Standard heart preservation before transplantation consists of cold ischemic storage of the heart. Clinical studies has shown that the morbidity and mortality risk increases with extension of the allograft ischemic time over four hours. For each additional hour the mortality risk increase with 25% the first year. This time constrained is costly and results in severe logistical problems, leading to loss of transplantable organs.

Initially the study is prospective, single-institution, open-label, non-randomised trial comparing the NIHP method with the conventionally SCS in adult heart transplanted patients at Skane University Hospital, Lund, Sweden. Six patients will be transplanted using the non-ischemic hypothermic cardioplegic perfusion. These will be compared with contemporary control patients transplanted with standard ischemic cold static storage. The results will be analysed and reported.

After the initially six patients have been completed, the study will become a single center, prospective, open, blinded endpoint, randomized, controlled clinical trial including 34 patients.

The primary end-point is a composite of mortality, primary graft dysfunction (PGD), need for extra corporal support, or acute cellular rejection (ACR) within 30- days post-transplant. PGD and ACR will be accessed blinded.An improved preservation of the transplanted organ will reduce the major limitations for survival in the early post-transplant period such as non-specific graft failure and acute rejection. Furthermore, it will make it possible to increase the donor pool.

Study Overview

Detailed Description

SURVEY OF THE FIELD

Ischemia and reperfusion (I/R)-elicited tissue injury contributes to morbidity and mortality4. In organ transplantation, it is a major challenge. The imbalance in metabolic supply and demand within the ischemic organ results in tissue hypoxia and microvascular dysfunction4. The following reperfusion enhances the activation of innate and adaptive immune responses resulting in a cell death programs4,5. Furthermore, it has been report that miRNA expression profile for heart transplantation is associated with I/R injury. Standard heart preservation before transplantation consists of cold ischemic storage of the heart.
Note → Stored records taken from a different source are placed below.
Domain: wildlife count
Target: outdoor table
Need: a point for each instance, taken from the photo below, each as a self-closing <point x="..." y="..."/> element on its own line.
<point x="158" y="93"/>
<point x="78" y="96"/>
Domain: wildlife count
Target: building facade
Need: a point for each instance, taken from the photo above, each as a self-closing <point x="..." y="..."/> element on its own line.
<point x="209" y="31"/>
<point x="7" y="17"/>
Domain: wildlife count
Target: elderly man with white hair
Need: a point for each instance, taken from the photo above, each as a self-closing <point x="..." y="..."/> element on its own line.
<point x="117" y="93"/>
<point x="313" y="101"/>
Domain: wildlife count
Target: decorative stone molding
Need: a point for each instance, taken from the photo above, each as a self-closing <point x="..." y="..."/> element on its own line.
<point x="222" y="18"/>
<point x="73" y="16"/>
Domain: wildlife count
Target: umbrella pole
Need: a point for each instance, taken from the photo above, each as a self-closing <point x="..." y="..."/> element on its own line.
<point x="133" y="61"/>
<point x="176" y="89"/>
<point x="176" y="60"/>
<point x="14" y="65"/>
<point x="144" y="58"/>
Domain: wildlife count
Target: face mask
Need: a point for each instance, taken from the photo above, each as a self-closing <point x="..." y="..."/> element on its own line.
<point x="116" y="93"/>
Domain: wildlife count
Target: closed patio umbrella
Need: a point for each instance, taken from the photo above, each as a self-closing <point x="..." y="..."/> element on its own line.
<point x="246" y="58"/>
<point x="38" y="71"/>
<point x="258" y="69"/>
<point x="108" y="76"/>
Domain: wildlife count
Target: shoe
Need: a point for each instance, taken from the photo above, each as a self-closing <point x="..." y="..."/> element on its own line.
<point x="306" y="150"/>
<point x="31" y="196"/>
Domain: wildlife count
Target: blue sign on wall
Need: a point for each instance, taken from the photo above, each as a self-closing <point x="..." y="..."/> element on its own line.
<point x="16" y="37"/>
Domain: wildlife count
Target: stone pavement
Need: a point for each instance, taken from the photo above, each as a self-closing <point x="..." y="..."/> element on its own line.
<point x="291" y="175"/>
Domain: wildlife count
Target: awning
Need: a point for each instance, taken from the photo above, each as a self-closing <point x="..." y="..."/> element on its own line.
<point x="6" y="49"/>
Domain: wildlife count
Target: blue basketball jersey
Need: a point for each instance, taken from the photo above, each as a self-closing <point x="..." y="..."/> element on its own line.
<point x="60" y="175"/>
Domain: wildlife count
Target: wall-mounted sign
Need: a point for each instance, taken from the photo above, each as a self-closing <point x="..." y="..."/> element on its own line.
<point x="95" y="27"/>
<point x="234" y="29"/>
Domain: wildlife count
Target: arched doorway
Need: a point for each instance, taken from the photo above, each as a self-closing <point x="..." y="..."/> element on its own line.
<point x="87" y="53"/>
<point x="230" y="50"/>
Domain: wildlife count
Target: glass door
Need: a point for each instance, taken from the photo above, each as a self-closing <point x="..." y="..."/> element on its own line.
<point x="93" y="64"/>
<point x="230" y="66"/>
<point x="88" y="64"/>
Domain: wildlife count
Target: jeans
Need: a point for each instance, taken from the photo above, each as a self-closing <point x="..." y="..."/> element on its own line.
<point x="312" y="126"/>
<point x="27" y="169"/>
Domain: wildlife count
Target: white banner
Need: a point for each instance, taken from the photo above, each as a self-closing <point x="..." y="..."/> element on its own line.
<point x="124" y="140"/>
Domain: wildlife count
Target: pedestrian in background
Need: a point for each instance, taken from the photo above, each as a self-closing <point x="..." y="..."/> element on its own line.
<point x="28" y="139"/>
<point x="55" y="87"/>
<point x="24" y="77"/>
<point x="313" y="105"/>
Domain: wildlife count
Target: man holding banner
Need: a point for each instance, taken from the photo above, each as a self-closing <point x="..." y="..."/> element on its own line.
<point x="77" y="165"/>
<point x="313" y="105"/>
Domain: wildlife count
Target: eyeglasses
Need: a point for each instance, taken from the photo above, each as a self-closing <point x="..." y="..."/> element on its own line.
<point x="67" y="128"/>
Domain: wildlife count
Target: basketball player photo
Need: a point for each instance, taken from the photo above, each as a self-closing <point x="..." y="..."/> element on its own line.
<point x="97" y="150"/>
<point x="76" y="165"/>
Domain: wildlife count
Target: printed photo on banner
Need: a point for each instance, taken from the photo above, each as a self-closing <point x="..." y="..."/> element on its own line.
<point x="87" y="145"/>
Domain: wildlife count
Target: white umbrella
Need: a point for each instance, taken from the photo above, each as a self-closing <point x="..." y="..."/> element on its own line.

Clinical studies have shown that the mortality risk increases sharply with extension of the allograft ischemic time over 4 hours. For each additional hour, the mortality risk increase with 25% the first year. Different myocardial cardioplegic preservation solutions and an ex-vivo perfusion machine have been developed. That technique includes use of whole blood from deceased donor and a normothermic beating heart consuming nutrients during the preservation. Despite some promising experimental results, no consistent differences in outcome have been found. Improved preservation of the endothelium of the coronary arteries is instrumental to achieve improved patient short and long term outcome. A damaged endothelium could result in cardiac allograft vasculopathy (CAV) and increases the risk of ACR. Therefore, prolonged time and improved storage of the donor heart would save lives.

PURPOSE AND AIM

The overall aim of this study is to compare a new state-of-the-art organ preservation technique, non-ischemic continous/intermittent hypothermic cardioplegic perfusion (NICHCP), on immediate and long term heart allograft function and rejection episodes, with standard ischemic cold static storage (ICSS) of donor hearts in adult cardiac transplantation.
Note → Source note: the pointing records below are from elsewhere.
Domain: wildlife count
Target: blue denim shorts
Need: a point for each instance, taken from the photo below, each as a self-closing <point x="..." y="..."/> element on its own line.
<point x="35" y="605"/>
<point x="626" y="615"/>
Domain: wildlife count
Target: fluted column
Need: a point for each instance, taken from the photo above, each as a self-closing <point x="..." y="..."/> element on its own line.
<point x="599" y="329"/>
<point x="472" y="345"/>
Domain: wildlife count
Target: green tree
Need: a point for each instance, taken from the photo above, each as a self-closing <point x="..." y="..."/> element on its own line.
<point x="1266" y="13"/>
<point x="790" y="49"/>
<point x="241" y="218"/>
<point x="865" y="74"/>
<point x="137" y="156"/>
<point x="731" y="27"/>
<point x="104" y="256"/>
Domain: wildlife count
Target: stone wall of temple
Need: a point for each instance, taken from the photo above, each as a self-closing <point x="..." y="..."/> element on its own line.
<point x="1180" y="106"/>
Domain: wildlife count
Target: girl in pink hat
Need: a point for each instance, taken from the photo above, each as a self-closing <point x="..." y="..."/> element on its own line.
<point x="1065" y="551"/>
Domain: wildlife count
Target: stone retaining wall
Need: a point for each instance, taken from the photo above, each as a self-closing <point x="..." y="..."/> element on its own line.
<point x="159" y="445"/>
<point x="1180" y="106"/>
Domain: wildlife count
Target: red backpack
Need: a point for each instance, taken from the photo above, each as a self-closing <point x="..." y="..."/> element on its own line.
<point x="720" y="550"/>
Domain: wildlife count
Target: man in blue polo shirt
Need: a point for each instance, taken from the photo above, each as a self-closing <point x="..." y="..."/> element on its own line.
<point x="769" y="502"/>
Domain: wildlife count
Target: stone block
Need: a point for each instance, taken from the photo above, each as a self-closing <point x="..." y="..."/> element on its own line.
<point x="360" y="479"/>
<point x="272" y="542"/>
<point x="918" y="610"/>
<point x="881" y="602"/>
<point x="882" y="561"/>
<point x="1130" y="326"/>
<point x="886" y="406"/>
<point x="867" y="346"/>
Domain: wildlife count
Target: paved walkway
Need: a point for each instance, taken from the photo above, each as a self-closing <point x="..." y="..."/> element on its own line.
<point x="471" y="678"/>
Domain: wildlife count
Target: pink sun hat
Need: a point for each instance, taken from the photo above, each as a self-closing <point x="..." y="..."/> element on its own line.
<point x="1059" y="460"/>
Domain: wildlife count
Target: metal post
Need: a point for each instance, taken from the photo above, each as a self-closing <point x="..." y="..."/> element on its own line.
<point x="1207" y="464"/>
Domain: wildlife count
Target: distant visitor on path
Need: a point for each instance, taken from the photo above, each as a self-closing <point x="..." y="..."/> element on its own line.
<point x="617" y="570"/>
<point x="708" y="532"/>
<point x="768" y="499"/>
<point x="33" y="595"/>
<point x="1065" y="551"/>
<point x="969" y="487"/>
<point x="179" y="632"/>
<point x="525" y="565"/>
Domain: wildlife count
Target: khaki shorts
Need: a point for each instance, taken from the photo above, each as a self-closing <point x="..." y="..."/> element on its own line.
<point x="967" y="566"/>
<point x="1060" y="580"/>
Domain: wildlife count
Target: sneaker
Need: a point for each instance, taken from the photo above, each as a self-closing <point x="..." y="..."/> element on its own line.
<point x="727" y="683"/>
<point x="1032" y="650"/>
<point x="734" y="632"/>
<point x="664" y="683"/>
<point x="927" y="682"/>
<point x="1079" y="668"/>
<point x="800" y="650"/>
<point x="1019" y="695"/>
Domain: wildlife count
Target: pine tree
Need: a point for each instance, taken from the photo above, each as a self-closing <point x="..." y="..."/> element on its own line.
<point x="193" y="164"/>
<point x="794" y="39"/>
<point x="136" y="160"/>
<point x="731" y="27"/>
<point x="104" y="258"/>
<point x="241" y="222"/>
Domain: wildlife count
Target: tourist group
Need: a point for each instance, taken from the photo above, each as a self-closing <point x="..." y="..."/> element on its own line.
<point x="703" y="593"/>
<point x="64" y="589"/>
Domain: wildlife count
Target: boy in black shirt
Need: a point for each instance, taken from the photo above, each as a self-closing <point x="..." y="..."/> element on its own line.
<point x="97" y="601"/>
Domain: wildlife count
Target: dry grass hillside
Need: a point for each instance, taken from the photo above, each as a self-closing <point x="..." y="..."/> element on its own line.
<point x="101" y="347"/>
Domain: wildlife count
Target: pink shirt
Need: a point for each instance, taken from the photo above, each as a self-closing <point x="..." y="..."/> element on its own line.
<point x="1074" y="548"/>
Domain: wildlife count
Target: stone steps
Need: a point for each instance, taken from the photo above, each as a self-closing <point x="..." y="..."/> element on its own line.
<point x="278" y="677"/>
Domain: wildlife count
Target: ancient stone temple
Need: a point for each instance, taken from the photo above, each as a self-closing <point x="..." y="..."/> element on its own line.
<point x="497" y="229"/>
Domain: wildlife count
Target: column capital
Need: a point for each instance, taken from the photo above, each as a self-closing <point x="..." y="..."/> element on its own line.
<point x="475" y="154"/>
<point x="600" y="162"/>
A new ex-vivo heart perfusion technique where the heart is perfused during explantation, using an independent portable heart-lung-machine, has been developed by Prof. Steen's research group3. Pre-clinical studies have shown that the new technology using NICHCP of donor hearts can be safely applied for 24 hours in pigs, however this new perfusion technique has never been used on man.
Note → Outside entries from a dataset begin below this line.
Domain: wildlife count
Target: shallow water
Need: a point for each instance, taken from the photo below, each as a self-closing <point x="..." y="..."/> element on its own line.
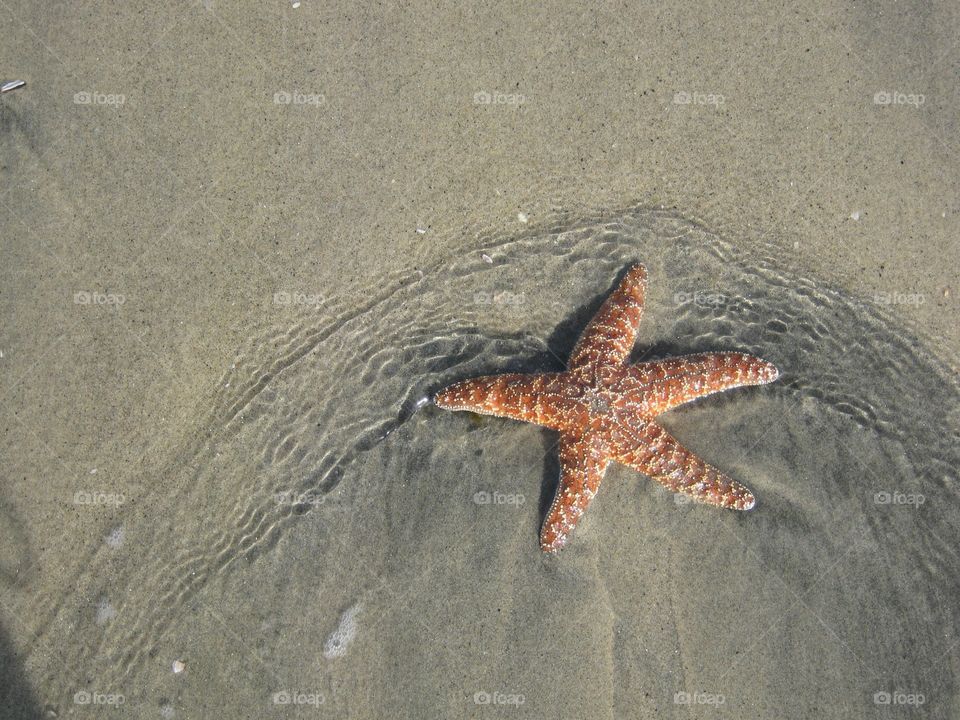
<point x="320" y="530"/>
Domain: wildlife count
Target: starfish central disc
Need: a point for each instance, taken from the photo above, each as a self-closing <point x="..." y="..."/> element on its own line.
<point x="605" y="410"/>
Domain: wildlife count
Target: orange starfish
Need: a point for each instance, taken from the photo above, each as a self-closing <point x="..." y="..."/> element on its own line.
<point x="604" y="410"/>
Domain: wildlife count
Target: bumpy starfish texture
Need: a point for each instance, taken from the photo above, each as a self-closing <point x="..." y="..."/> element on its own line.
<point x="604" y="410"/>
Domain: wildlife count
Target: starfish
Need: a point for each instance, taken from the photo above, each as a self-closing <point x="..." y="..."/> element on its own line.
<point x="604" y="410"/>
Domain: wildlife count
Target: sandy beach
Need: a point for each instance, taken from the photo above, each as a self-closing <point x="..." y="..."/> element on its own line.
<point x="243" y="245"/>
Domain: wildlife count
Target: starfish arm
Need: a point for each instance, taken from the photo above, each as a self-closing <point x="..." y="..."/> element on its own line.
<point x="537" y="399"/>
<point x="656" y="453"/>
<point x="661" y="385"/>
<point x="609" y="337"/>
<point x="583" y="461"/>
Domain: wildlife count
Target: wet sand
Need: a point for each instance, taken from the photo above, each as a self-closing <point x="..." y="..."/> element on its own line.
<point x="191" y="196"/>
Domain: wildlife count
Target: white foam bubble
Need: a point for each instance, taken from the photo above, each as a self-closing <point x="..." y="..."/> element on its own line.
<point x="340" y="639"/>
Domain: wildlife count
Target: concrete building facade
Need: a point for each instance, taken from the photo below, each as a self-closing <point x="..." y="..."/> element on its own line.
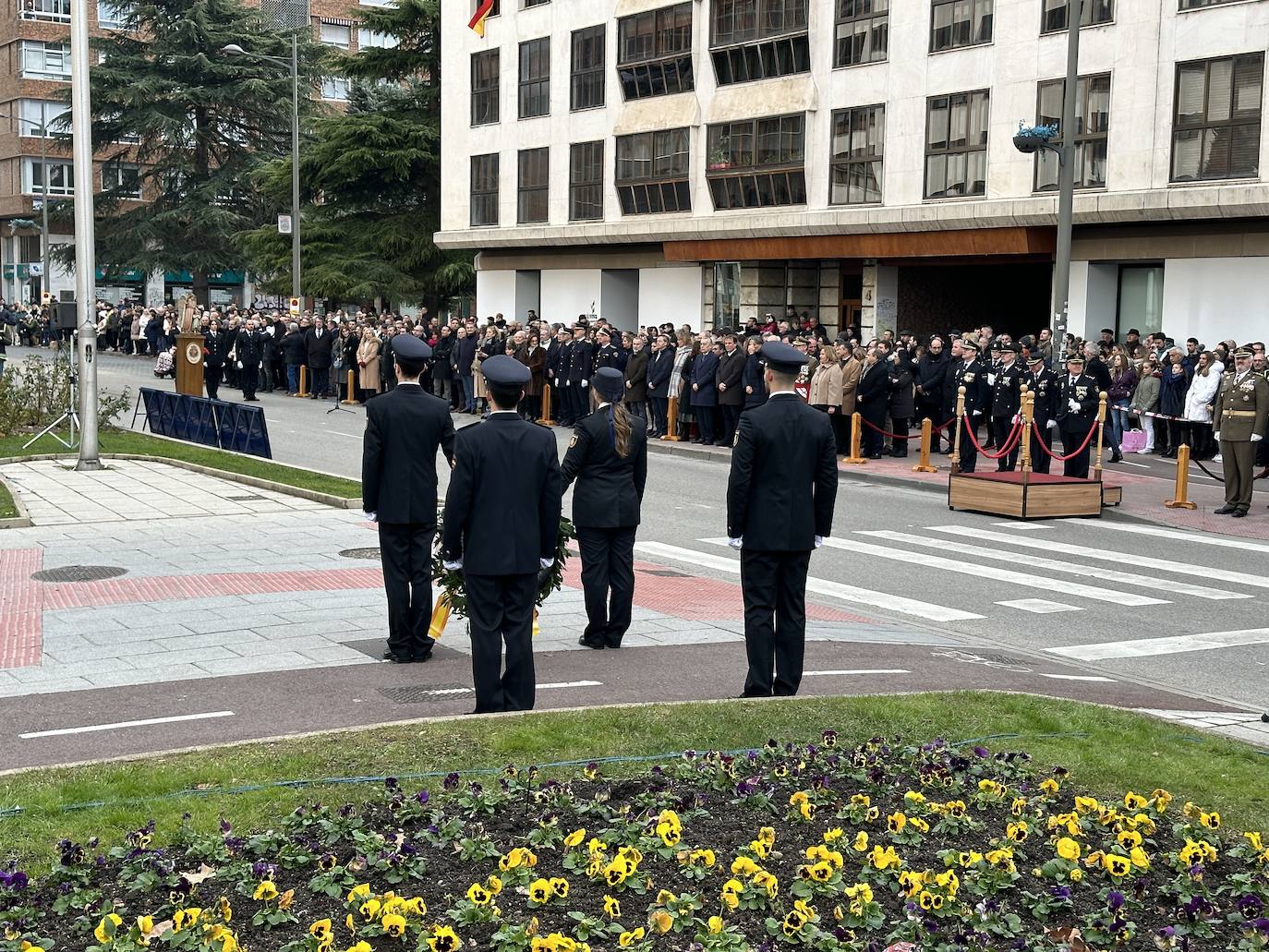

The primary hypothesis is that the NICHCP is superior to ischemic cold static storage of donor hearts. The primary end-point is a composite of mortality, primary graft dysfunction, need for extra corporal mechanical support, or Acute Cellular Rejection (ACR) ≥ grade 2 within 30-days.

RESEARCH QUESTION

The study will investigate the superiority of the new methodology (NICHCP) in terms of improved immediate and prolonged organ function. More specifically, it is hypothesized that the weaning period of cardio-pulmonary bypass, will be shorter, the need for inotropic support reduced, and the major limitations for survival in the early post-transplant period such as non-specific graft failure, multiorgan failure, ACR, and infection will decrease. Furthermore, in the late post-transplant period, it is hypothesized that the development of CAV and immunosuppressive side effects, such as malignancy, will be reduced.

WORK PLAN

In the initial phase, it is excepted that 1 - 2 patients will be enrolled per month. During the randomized part of the study It is expected to enroll 1 - 4 patients per month. With that pace, the study is completed within about 24 months. The patient short term follow-up is 30 days and long term follow up is 12 months. For short-term-analysis purpose the study is considered completed as the last patient of the study has passed 30-days post-surgery. The long-term study will continue to monitor the patients for 12 months. Adverse events will be recorded even if occurring after completion of the study and all patients will be followed throughout life according to standard clinical care.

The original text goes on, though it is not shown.